From groundbreaking in a small North Carolina city to a jaw-dropping executive pay plan that only kicks in if Meta becomes the most valuable company in human history, Mark is playing a different game.
Meta is not building for right now. It is building for a version of the future that most companies would not dare put on paper, and this week two very different announcements made that clearer than ever. One involves a groundbreaking in a mid-sized North Carolina city that most of the country has never thought about twice. The other involves a pay package so astronomical it would only trigger if Meta becomes worth more than twice the current value of the world’s most valuable company. Together, they tell the story of a corporation that has decided, in remarkably concrete terms, that it intends to win.
The plant that will power AI’s future
This morning, construction crews broke ground in Hickory, North Carolina, on what is set to become the largest fiber optic manufacturing plant on earth. Corning Inc., the company that has been producing optical cable in Catawba County for nearly 50 years, is expanding its facility at the Trivium Corporate Center as part of a sweeping $6 billion agreement with Meta announced in January. When complete, the Hickory plant will produce the optical cable that feeds AI data centers, the physical backbone without which none of the artificial intelligence products consumers interact with daily would function at scale.
The partnership makes sense when you understand what AI infrastructure actually demands. AI data centers require significantly more fiber than traditional cloud computing setups, and the demand for Corning’s product has risen sharply as the buildout accelerates. Corning currently employs more than 5,000 people across North Carolina, with facilities in Newton, Wilmington, Winston-Salem, Concord and Charlotte in addition to Hickory. The expansion is expected to grow the company’s North Carolina workforce by 15% to 20%, pushing its headcount in the state toward 6,000.
Corning’s stock tells its own story about how the market views all of this. Shares were trading around $134.30 today, up more than 53% since January 1 and up more than 193% over the past 52 weeks, giving the company a market capitalization of $115.6 billion. For a company that started making glass casings for Thomas Edison’s lightbulbs in the late 1870s and invented optical fiber in 1970, the current moment represents something close to a second act of historic proportions.
The $9 trillion number that explains everything
On the same day shovels hit the ground in Hickory, a separate piece of Meta’s ambition was drawing attention of a very different kind. The company has filed a new executive compensation plan with the Securities and Exchange Commission that covers six of its top leaders, including Chief Financial Officer Susan Li, Chief Technology Officer Andrew Bosworth, Chief Operating Officer Javier Olivan and Chief Product Officer Chris Cox. The plan grants each executive stock options worth up to $625.6 million, with total potential compensation reaching as high as $921 million per executive once restricted stock units are factored in.

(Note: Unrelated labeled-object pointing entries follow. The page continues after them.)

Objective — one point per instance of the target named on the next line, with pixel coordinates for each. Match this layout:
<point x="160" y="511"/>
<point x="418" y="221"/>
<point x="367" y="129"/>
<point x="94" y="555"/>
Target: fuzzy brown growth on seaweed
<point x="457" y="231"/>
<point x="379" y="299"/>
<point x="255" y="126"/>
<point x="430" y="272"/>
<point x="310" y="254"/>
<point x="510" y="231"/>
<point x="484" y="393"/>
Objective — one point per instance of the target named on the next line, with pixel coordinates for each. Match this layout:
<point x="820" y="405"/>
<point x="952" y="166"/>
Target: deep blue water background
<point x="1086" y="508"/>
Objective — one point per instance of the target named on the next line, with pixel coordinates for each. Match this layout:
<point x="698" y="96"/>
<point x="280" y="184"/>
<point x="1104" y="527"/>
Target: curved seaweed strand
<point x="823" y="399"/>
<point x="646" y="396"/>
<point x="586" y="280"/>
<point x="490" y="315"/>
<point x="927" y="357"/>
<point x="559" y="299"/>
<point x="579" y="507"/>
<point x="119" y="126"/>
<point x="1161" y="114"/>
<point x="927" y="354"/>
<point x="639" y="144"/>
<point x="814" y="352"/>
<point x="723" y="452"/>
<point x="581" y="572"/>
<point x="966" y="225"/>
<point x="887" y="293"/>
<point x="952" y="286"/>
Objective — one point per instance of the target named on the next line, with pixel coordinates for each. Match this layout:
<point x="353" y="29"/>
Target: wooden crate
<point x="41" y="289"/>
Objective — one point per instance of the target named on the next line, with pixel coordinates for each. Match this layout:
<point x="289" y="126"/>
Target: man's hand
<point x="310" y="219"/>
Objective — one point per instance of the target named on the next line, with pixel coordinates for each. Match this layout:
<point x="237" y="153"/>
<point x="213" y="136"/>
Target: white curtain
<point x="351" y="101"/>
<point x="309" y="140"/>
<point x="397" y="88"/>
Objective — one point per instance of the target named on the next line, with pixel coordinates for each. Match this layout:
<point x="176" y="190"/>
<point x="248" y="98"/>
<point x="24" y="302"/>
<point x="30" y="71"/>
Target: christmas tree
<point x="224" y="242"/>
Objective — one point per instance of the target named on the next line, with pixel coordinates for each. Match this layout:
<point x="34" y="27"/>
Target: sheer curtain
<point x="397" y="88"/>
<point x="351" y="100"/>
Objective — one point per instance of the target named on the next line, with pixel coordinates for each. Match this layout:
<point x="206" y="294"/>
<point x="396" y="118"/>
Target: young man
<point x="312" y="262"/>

The catch is that none of it pays out unless Meta’s market cap climbs from its current level of roughly $1.36 trillion to $9 trillion by 2031. To put that in perspective, $9 trillion would make Meta worth more than twice Nvidia’s current valuation, and Nvidia is the most valuable company in the world right now. For even the first tranche of options to vest, Meta’s stock would need to more than double from current levels, crossing $1,116 per share. Notably, CEO Mark Zuckerberg is excluded from the plan entirely.
Why the numbers might not be as wild as they sound
Meta’s stock is currently down roughly 32% from its all-time high, which might make the $9 trillion conversation feel theoretical. But the forward projections attached to the business suggest a more serious foundation than the headline target implies. Revenue is forecast to climb from approximately $201 billion in 2025 to $448 billion by 2030. Earnings per share on a GAAP basis are expected to rise from $29.60 in 2026 to $57.61 by 2030. Of the 45 analysts currently covering the stock, 40 recommend buying it, with an average price target of $864, roughly 61% above current levels.
The free cash flow picture is more complicated in the near term. Analysts expect it to fall sharply in 2026 as Meta pours capital into data centers, AI infrastructure and custom chips. But the same forecasts project a powerful recovery, with free cash flow more than doubling by 2028 and approaching $119 billion by 2030. That trajectory is what underpins Meta’s dividend story as well. The company initiated its first-ever dividend in early 2024, and analysts project it growing at a compound annual rate of 12.6% through 2030.
The picture that emerges from Hickory and from the SEC filing is the same one: a company that is not hedging, not waiting and not apologizing for the scale of what it believes it can become.